Canada seizes 'ghost guns,' 3D-printed gun parts

By Ismail Shakil

OTTAWA (Reuters) - Canada said on Wednesday it intercepted gun parts sent into the country through international mail, leading authorities to seize "ghost guns" and related 3-D printing equipment from two locations in British Columbia.

Ghost guns are privately made firearms that are not marked with a serial number and are difficult for law enforcement to trace.

Canadian Public Safety Minister Marco Mendicino said in a statement ghost guns pose a serious risk and are becoming easier to manufacture and difficult to trace when used by criminals.

Border services officers in Vancouver and Toronto found firearms parts arriving by international mail and then tracked down people importing those parts, Canada Border Services Agency (CBSA) said in a statement.

The CBSA did not say where the mail was sent from.

Authorities searching a British Columbia home in April seized a 3D printing machine making a lower receiver for a handgun, along with six more handgun parts with no serial number.

In a separate search at another British Columbia location, investigators seized a loaded 9mm handgun with no serial number, nine non-restricted long guns, among others, CBSA said.
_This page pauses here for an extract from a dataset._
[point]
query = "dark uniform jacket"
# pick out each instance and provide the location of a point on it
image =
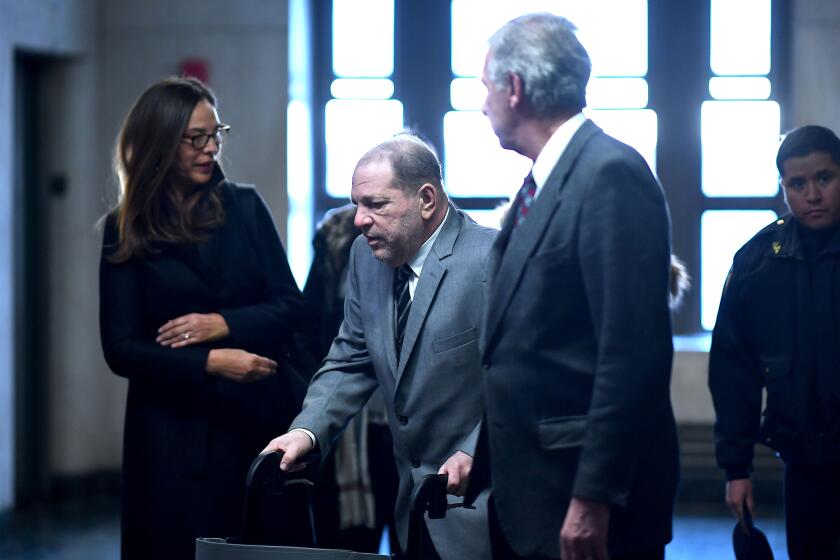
(777, 329)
Two people were arrested after the raids but were released pending investigations.

Canada's gun homicide rate is much lower than the rate in the United States, where rules on buying firearms are looser, but it's higher than the rates of many other rich countries and has been rising, according to official data.
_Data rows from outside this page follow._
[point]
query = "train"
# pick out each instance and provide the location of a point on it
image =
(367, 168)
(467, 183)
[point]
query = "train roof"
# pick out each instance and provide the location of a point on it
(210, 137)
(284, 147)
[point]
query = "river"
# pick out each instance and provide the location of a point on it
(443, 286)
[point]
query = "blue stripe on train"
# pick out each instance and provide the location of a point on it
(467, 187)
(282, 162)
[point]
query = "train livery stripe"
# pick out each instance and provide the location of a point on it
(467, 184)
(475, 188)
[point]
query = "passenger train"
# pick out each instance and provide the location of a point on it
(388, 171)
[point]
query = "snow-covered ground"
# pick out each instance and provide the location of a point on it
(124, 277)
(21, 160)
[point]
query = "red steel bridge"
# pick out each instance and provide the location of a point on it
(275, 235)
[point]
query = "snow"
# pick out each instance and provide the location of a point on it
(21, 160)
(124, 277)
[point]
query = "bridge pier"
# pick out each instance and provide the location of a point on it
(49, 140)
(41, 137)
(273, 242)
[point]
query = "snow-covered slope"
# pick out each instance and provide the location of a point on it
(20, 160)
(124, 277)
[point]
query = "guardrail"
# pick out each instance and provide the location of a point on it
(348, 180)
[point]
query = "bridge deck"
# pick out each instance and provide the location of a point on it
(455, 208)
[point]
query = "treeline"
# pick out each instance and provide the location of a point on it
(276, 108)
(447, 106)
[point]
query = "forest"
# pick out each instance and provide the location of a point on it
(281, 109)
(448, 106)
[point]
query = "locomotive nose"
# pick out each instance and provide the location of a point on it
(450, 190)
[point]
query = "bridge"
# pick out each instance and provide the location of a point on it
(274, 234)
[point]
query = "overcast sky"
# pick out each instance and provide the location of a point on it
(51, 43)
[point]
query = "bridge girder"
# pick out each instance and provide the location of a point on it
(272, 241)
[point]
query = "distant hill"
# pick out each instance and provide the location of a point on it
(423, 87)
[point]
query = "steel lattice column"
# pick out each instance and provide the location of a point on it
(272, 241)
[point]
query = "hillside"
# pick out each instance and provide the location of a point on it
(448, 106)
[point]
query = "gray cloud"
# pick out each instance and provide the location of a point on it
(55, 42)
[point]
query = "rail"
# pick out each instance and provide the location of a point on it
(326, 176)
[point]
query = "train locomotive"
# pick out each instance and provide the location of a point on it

Ottawa has been trying to combat rising gun violence through domestically focused policies, such as a ban on handgun purchases. But hard-to-trace smuggled guns from the United States pose a bigger challenge to Canada's problem, Reuters reported last month.

Between Jan. 1, 2019 and June 30, 2022, the CBSA in the Pacific region seized 581 firearms at ports of entry and in international mail shipments.